Cette évolution ne s’est pas toutefois accomplie sans quelque lenteur ni sans lutte. C’est que, même après avoir entrevu la possibilité de la prédiction du temps, on se rendait difficilement compte de toute la portée d’une pareille innovation. On n’a pas toujours présente à l’esprit toute l’étendue de l’action destructive des météores, et l’on ne se dit pas que la grandeur des pertes pourrait justifier de fortes dépenses pour les études qui nous fourniront le moyen de lutter contre les fléaux.

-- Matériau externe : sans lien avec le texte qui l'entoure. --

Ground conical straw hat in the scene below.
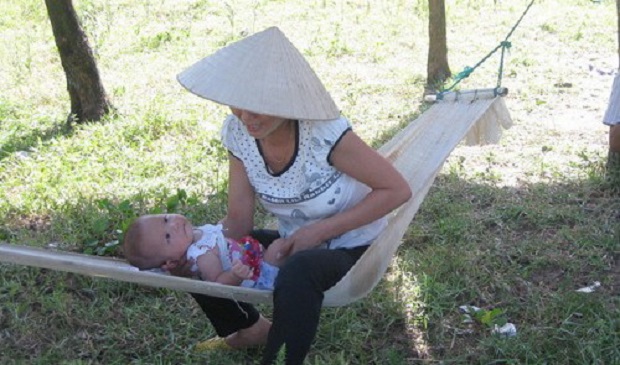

Quand les journaux annoncent un désastre, — incendie, inondation, naufrage, — tout de suite il y a un magnifique élan de la charité publique, l’argent afflue de tous côtés. Mais, dans ces cas, l’imagination est frappée, elle vous représente vivement les souffrances qu’il s’agit de soulager, et l’urgence des secours ne laisse pas le temps à la réflexion de contrecarrer le premier, le bon mouvement. Au contraire, lorsqu’il s’agit de dangers lointains, l’appel ne s’adresse plus au sentiment, mais à la froide raison ; la lutte contre un péril abstrait n’a rien qui passionne, et l’incertitude du succès refroidit le zèle de ceux qui disposent des destinées de la science.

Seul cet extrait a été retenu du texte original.